Giuseppe explica essa modularização de projetos, no passado, não era formal. “Às vezes, projetos altamente complexos entravam em velocidades absurdas com um monte de riscos, não eram mapeados e acabavam dando errado. Isso, para mim, foi uma mudança relevante, foi a estruturação de um processo de desenvolvimento que permitiu você acelerar sem correr riscos exagerados no lançamento de produtos. A gente só conseguiu gerenciar uma complexidade desse tamanho porque estabelecemos um processo bem estruturado. Em desenvolvimento, hoje nós somos uma das empresas mais eficientes do mundo, sem sombra de dúvidas”, pontua.
A vinda do P&D para a área de Operações permitiu a Giuseppe potencializar a função da área de Suprimentos dentro do Grupo, que deixa de se dedicar apenas as questões de abastecimento e passa a olhar muito mais também para a inovação. Na área cosmética, a intervenção dos fornecedores na inovação é relevantíssima e o papel de Suprimentos é muito mais o de entender exatamente o negócio do fornecedor, de puxar coisas novas e explorar possibilidades. “O movimento se potencializou quando a gente trouxe P&D dentro de operações, porque antes eram áreas separadas e existia um certo nível de conflito porque Suprimentos tinha muito mais uma função de abastecimento, que era o papel original da área de Operações.

Revendo a Inovação
No conceito de Inovação do Grupo Boticário, a questão tecnológica é, naturalmente, um pilar fundamental. Mas a empresa é reconhecidamente especial para trabalhar a inovação em conceitos. “Isso, junto, traz produtos diferenciados. E o segredo da nossa velocidade é ter integrado de forma quase perfeita a inovação tecnológica com a inovação em conceitos, equilibrando as duas fontes de inovação”, explica. Giuseppe conta que hoje a estratégia de inovação do Grupo trabalha muito estes dois pilares.

Mas na visão de Giuseppe, existe um terceiro elemento, que está sendo revisto pela sua equipe: a estratégia da inovação de longo prazo. “Hoje, já tendo estabilizado as novas unidades, os conceitos e as propostas de valor dos diferentes negócios, estamos fazendo uma revisão completa da nossa estratégia de inovação para poder garantir a continuidade. Temos projetos suficientes no pipeline que nos dão a tranquilidade para fazermos essa revisão que vai demandar entre três e cinco anos para que seja colocada em prática.”

Flexibilidade e expansão
Ao longo dos últimos anos, Giuseppe conduziu um dos maiores programas de investimento em infraestrutura e bens de capital da história da indústria cosmética no Brasil. Foram R$ 650 milhões investidos na ampliação da fábrica do Grupo, no Paraná e a inauguração de uma nova fábrica e um novo centro de distribuição na Bahia, neste ano. Antes disso, ele já havia planejado e inaugurado o primeiro centro de distribuição do Grupo, em Registro, no interior de São Paulo em 2010 e a do Centro de Inovação da empresa, ao lado da atual sede do Grupo, em São José dos Pinhais, em 2012. São investimentos que vão garantir a capacidade produtiva e operacional do Grupo Boticário por um bom período de tempo, mesmo com a empresa seguindo a passos acelerados.

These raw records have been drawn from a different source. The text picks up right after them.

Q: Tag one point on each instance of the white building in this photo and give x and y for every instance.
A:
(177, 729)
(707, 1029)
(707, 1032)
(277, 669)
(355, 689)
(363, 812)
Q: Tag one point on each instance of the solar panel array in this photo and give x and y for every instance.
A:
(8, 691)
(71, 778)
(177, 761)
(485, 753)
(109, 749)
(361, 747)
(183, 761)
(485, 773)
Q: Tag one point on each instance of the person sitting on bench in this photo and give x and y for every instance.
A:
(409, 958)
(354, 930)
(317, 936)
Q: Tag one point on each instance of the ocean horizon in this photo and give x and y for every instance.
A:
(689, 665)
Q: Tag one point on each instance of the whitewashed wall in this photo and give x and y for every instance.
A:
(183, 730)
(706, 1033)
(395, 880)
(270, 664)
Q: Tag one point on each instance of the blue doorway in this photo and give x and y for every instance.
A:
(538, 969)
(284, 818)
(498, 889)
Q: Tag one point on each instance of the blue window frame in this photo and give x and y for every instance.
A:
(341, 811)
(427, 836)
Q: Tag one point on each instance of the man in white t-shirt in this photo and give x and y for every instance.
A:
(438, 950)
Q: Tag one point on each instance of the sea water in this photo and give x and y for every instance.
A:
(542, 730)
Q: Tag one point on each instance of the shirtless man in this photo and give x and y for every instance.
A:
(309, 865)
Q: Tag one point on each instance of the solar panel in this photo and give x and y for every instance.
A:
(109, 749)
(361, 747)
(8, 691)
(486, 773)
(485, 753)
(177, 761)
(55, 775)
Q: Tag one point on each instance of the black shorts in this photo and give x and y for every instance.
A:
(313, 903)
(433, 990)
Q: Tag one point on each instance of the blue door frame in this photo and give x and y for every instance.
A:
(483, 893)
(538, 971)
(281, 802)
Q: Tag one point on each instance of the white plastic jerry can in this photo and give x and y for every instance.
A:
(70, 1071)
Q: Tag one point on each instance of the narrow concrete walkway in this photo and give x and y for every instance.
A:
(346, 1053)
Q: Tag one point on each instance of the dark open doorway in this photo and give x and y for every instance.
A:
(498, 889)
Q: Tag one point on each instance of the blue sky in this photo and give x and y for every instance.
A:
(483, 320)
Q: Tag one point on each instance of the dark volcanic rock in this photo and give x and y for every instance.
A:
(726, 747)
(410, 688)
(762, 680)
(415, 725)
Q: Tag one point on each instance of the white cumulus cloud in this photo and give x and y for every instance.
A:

Mas quando entrou na empresa, em 2005, a capacidade produtiva propriamente dita não era um desafio para O Boticário naquela época, mas sim a ausência de um bom plano diretor. “Eu diria que esse foi um outro pilar importante que a gente trabalhou. O primeiro que nós fizemos em 2006, o plano diretor industrial e de distribuição – eu ainda tenho cópia deles – foram feitos aqui mesmo dentro de casa.” Para Giuseppe, na indústria de cosméticos, a eficiência de produção naquela época não era tão relevante já que o custo de transformação na cadeia de valor da maioria das categorias (maquiagem, por exemplo, é uma exceção) tinha um impacto pequeno. “A gente se preocupou muito naquela época em trabalhar a flexibilidade das linhas. Você tinha esse paradigma de ter de evitar fazer muitas trocas na linha de produção. Mas por que evitar essa etapa? Faz o setup que tem de fazer para atender ao cliente e, depois vá descobrir porque precisou mudar o setup, ou aprender a fazer esse setup mais rápido... então a eficiência caía num segundo plano. Hoje, com um cenário mais agressivo do ponto de vista de margens, de preços, obviamente isso vem mais à tona, e sem dúvida a eficiência de industrialização começa não a ser um diferencial, mas sim uma necessidade e é relevante.”

Aprendendo com os outros
Na área Logística, Giuseppe e sua equipe têm um desafio único no mercado, de atuar e distribuir por meio de diferentes canais. Uma unidade como O Boticário, com seus cerca de mil clientes tem uma necessidade completamente diferente de Eudora, com o seu modelo porta a porta e uma logística completamente diferente.
“Logística sempre foi um ponto muito forte aqui dentro. Nosso centro de distribuição de Registro e agora também o de São Gonçalo dos Campos, na Bahia, contam com altíssima tecnologia e sempre contaram, em particular, com uma elevadíssima qualidade das pessoas. Então eu diria que a tecnologia mais a inteligência da distribuição primária têm sido um fator chave de vantagem competitiva. Sempre tivemos linhas de pickings das mais avançadas possíveis, com transelevadores, etc. Nosso centro de distribuição de Registro tem indicadores de acuracidade e eficiência espetaculares referência para o mercado mundial. O diferencial da distribuição secundária tem sido a parceria com os transportadores, o trabalho extremamente fechado com eles para garantir a qualidade de entrega. No caso da venda direta, confesso que a gente trouxe transportadoras que têm experiência de venda direta para dentro, então, de alguma forma, a gente vem aprendendo com eles ainda. Estamos num patamar que garante a satisfação do serviço, mas ainda tem muitas oportunidades de melhoria.”

Onde estão os gargalos?
“Dos desafios do Brasil, acho que, sem dúvida, o maior para a indústria é a reforma tributária. A complexidade tributária do país é enorme. Outro grande desafio para a indústria cosmética é todo o ambiente regulatório, extremamente complexo e burocrático. Não estou dizendo que é ruim. Estou dizendo que poderia ser melhor, mais rápido e mais claro em muitas ocasiões. Não preciso nem falar da vergonha que o Brasil tem do ponto de vista de infraestrutura, de transporte, de logística. Isso sempre foi um gargalo e a gente aprendeu a conviver com isso.”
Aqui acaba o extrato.